Figure 13 shows the four types of statistical methods in the 45 expanded application areas. The X-axis represents the four types of statistical methods, and the Y-axis represents the 45 research areas discussed in the investigated papers. Among all the detailed areas, parametric inferential methods were widely employed in many research areas and especially in the topics belonging to the IO and IR application areas. This corresponded to the apparent interactions between the parametric inferential statistical methods and IO as well as IR as shown in Figure 11.
Another type of inferential statistical methods, the nonparametric inferential statistical methods, was most frequently applied in the following areas: cover design, metadata, learning and training performance, search behavior, multimedia retrieval, and publication choice. Moreover, the nonparametric inferential statistical methods were also the preferred methods in those areas. Although nonparametric inferential statistical methods did not highly interact with ID, these types of methods were commonly used in the expanded area studies of ID: publication choice and social media. It suggested that even within one research area different research topics held diverse preferences on statistical methods used.
Correlation methods were prevalent in the following expanded areas: researcher and institution evaluation, publication evaluation, research pattern, citation behavior, information evaluation indicator, and information source selection. Yet, the majority of the weak interactions appeared in the expanded areas within IO and IR. Correlation methods were frequently adopted by IO’s expanded area of categorization and IR’s expanded area of information literacy research.
Regression methods were rarely utilized in any of the application areas except for job satisfaction and development studies and research productivity. Furthermore, although different forms of the other three types of statistical methods dominated in several expanded application areas, the regression methods were predominant only in the abovementioned two areas.

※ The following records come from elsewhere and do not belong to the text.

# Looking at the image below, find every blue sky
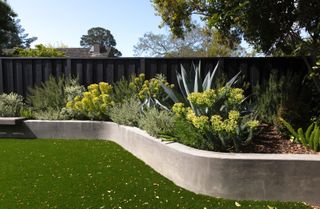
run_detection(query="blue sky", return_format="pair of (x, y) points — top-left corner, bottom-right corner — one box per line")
(7, 0), (168, 57)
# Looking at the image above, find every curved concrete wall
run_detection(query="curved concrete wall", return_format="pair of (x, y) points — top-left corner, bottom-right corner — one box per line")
(7, 120), (320, 204)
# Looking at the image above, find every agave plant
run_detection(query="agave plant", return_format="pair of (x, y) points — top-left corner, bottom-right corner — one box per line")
(161, 61), (241, 112)
(280, 118), (320, 152)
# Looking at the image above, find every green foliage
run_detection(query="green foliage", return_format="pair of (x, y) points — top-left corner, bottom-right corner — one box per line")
(13, 44), (65, 57)
(253, 71), (284, 124)
(138, 107), (174, 137)
(112, 77), (137, 104)
(0, 93), (24, 117)
(66, 82), (114, 120)
(280, 118), (320, 152)
(109, 96), (141, 126)
(162, 61), (240, 112)
(129, 73), (174, 110)
(0, 1), (37, 54)
(168, 117), (214, 150)
(152, 0), (320, 55)
(134, 25), (245, 57)
(27, 76), (83, 120)
(80, 27), (122, 57)
(172, 87), (259, 152)
(250, 71), (314, 130)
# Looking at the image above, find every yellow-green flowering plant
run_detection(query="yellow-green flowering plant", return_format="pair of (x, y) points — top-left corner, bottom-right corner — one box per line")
(172, 86), (259, 151)
(129, 73), (174, 109)
(66, 82), (114, 120)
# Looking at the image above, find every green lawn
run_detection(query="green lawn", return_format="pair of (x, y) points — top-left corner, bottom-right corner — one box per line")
(0, 139), (308, 209)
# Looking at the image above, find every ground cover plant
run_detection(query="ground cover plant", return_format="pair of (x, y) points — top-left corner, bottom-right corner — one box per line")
(0, 139), (310, 209)
(0, 62), (320, 153)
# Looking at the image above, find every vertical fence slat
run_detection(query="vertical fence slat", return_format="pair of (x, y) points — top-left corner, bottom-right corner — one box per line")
(64, 58), (72, 76)
(126, 63), (136, 78)
(54, 60), (62, 78)
(34, 60), (42, 85)
(0, 57), (311, 95)
(104, 63), (114, 83)
(85, 60), (92, 85)
(14, 60), (24, 95)
(23, 60), (34, 96)
(0, 58), (4, 93)
(4, 60), (14, 93)
(95, 60), (103, 82)
(116, 63), (126, 80)
(137, 58), (146, 74)
(75, 60), (85, 84)
(43, 60), (52, 81)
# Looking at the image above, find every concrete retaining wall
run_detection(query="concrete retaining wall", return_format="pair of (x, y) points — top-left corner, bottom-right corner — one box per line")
(0, 120), (320, 204)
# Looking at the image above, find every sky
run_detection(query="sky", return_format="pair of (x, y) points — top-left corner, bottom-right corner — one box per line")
(7, 0), (168, 57)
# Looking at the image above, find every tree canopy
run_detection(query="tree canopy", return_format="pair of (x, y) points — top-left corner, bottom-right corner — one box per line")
(134, 25), (244, 57)
(0, 0), (37, 53)
(80, 27), (122, 57)
(152, 0), (320, 55)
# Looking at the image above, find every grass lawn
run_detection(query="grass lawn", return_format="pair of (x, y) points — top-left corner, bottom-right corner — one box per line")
(0, 139), (309, 209)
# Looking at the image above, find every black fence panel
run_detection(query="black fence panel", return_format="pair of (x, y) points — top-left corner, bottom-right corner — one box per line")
(0, 57), (312, 96)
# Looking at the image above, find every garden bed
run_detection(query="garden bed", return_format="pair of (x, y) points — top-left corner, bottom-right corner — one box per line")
(1, 120), (320, 204)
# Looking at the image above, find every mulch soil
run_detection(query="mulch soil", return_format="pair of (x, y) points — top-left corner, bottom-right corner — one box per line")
(238, 125), (320, 155)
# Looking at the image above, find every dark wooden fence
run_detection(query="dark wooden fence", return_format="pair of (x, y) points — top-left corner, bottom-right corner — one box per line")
(0, 57), (310, 96)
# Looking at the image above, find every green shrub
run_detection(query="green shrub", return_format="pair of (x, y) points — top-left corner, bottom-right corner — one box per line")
(13, 44), (65, 57)
(253, 71), (286, 124)
(170, 117), (214, 150)
(251, 71), (313, 130)
(172, 87), (259, 151)
(66, 82), (114, 120)
(138, 107), (174, 137)
(0, 93), (24, 117)
(112, 77), (138, 104)
(280, 118), (320, 152)
(129, 73), (174, 110)
(110, 96), (141, 126)
(27, 76), (84, 120)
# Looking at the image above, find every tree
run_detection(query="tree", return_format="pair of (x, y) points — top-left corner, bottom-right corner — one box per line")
(134, 25), (244, 57)
(80, 27), (122, 57)
(0, 0), (37, 53)
(152, 0), (320, 55)
(12, 44), (65, 57)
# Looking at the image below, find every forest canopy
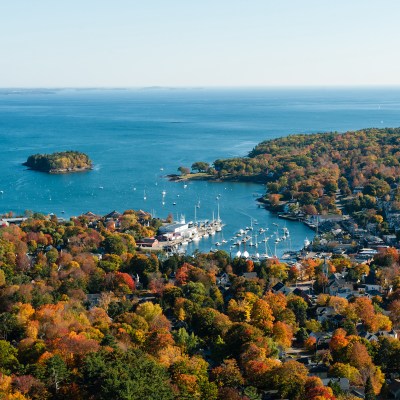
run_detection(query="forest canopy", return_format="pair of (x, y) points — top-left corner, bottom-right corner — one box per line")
(209, 128), (400, 216)
(23, 151), (92, 173)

A total of 45 expanded application areas were partitioned into six clusters grouped by the use of statistical methods. The first cluster consisted of two detailed areas from IC and IO. The interactions as shown in Figure 13 indicated that these two expanded areas commonly used nonparametric and parametric inferential methods as their statistical methods. Then, 10 expanded application areas were attributed to each of the second and third cluster. Most of these 20 areas were from IR, IO, and IU. The fourth cluster not only represented IU research but also included eight expanded application areas from ISC, ID, and IO. The fourth cluster appeared to be the largest cluster and included 13 expanded areas stemming from the ISC, IO, ID, and IU application areas. In the fourth cluster, parametric and nonparametric inferential methods and correlation methods were prevalent. The fifth cluster included four expanded areas that belonged to the IC, ID, and IU application areas. All the four types of statistical methods were almost evenly applied in the fifth cluster. Correlation methods clearly predominated in the sixth cluster. The research pattern and citation behavior research were originally assigned to IC and IU, but this topic was later grouped with other ISC expanded application areas with similar utilizations of statistical methods.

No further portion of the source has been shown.